Connu pour sa générosité, il est fondateur et donateur perpétuel de l’Association des Artistes ; de même, dans son testament il lègue à sa ville natale une rente sur l’Etat de 400 Francs, devant être attribuée chaque année à une personne pauvre, qui aura le mieux mérité cette récompense par ses vertus et sa bonne conduite. C’est lors d’une réunion de peintre chez le baron Taylor qu’il décède d’une rupture d’anévrisme.
A l’origine dans les collections du marchand Souty, notre tableau se retrouva exposé au Salon de Besançon de l’été 1840, où il fut acquis par la Société des Amis des Arts ou bien par un amateur local. Il bénéficia à cette occasion de la critique suivante du Journal des Artistes, qui fait également référence à son second tableau exposé : « Peintre aimable et gracieux, M. Vallou de Villeneuve, qui ne puise ses inspirations que dans des épisodes intéressants de la vie privée, obtient en province aussi bien qu’à Paris un succès légitime. Cette Jeune grecque est une charmante étude. »
Dès 1836, la composition avait été gravée, en pendant avec une autre œuvre du Salon de 1835, Une femme sur le bord de la mer attend le vaisseau qui doit ramener son amant. La promotion sur la sortie des deux estampes fut faite dans l’Indépendant du 7 août 1836 : « Deux charmantes estampes représentant, l’une Une jeune indienne jouant avec son perroquet, l’autre Une jeune africaine attendant le vaisseau qui doit ramener son amant.
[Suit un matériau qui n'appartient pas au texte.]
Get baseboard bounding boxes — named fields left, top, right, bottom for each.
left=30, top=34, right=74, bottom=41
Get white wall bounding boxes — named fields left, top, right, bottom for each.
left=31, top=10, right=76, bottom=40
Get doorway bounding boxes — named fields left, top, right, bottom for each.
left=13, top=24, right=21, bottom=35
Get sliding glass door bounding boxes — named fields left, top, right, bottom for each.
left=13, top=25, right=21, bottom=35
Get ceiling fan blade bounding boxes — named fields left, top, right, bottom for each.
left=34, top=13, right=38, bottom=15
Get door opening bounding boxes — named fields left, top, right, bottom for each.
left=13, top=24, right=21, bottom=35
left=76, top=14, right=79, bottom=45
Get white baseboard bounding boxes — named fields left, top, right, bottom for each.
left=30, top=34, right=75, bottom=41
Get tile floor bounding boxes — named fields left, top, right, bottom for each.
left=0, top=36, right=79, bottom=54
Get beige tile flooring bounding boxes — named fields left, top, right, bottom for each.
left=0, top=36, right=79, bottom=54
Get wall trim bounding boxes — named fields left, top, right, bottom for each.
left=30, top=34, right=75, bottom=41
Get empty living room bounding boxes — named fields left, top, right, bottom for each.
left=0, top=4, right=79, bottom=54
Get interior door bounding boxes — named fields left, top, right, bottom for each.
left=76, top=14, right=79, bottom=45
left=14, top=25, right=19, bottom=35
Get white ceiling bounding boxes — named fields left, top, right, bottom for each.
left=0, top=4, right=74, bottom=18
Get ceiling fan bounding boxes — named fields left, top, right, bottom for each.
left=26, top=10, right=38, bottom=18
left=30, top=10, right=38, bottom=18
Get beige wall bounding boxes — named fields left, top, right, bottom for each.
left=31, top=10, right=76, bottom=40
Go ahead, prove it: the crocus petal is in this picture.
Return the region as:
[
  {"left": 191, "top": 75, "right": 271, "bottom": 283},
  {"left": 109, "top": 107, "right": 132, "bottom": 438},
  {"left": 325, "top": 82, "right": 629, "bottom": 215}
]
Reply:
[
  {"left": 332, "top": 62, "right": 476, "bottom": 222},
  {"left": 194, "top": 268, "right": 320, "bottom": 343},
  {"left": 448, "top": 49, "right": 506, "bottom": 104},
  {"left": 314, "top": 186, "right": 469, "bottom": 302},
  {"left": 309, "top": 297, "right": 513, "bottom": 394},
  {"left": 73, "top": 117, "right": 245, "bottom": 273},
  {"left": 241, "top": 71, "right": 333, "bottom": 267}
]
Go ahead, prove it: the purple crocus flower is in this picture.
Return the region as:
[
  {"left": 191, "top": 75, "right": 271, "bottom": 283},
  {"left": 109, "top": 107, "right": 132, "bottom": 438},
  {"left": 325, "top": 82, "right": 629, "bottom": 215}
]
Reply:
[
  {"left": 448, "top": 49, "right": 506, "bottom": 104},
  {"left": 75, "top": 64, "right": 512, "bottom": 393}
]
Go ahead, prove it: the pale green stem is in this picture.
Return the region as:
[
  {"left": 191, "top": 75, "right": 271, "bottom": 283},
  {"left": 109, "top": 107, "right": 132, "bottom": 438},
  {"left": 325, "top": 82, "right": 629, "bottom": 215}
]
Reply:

Ces deux dessins, qui sont remarquables sur le plan de la couleur locale et de l’étude de la nature, ont été parfaitement exécutés par l’artiste, qui a surtout bien rendu la transparence de la lumière. La jeune Indienne et l’Africaine sont de dimensions suffisantes pour l’ornement d’un cabinet de travail. Nous les recommandons aux amateurs de belles et bonnes gravures. Prix : 10 f chaque ».
Le premier propriétaire du tableau, Antoine Souty, était l’un des principaux encadreurs/doreurs, marchands de couleurs et de tableaux de l’époque ; il possédait au moins deux autres peintures de Vallou : La batelière du lac de Brientz (exposé au Salon de Paris de 1835), et Les inconvénients du faux toupet (exposé à celui de 1838), qui furent proposés à la vente de son fonds en janvier 1847.
Quant au thème indien de notre tableau, il apparaît plutôt rare en cette première moitié du XIXème siècle : une petite dizaine d’œuvres au Salon, parmi lesquelles une Schehérazade par Félix Cottreau en 1833, une Panthère des Indes à l’aquarelle par Barye en 1833, un Sacrifice de la veuve d’un Bramine par Biard (lui aussi attiré par l’exotisme) en 1838, une Chasse au tigre dans les Indes par Emile Lessore en 1847.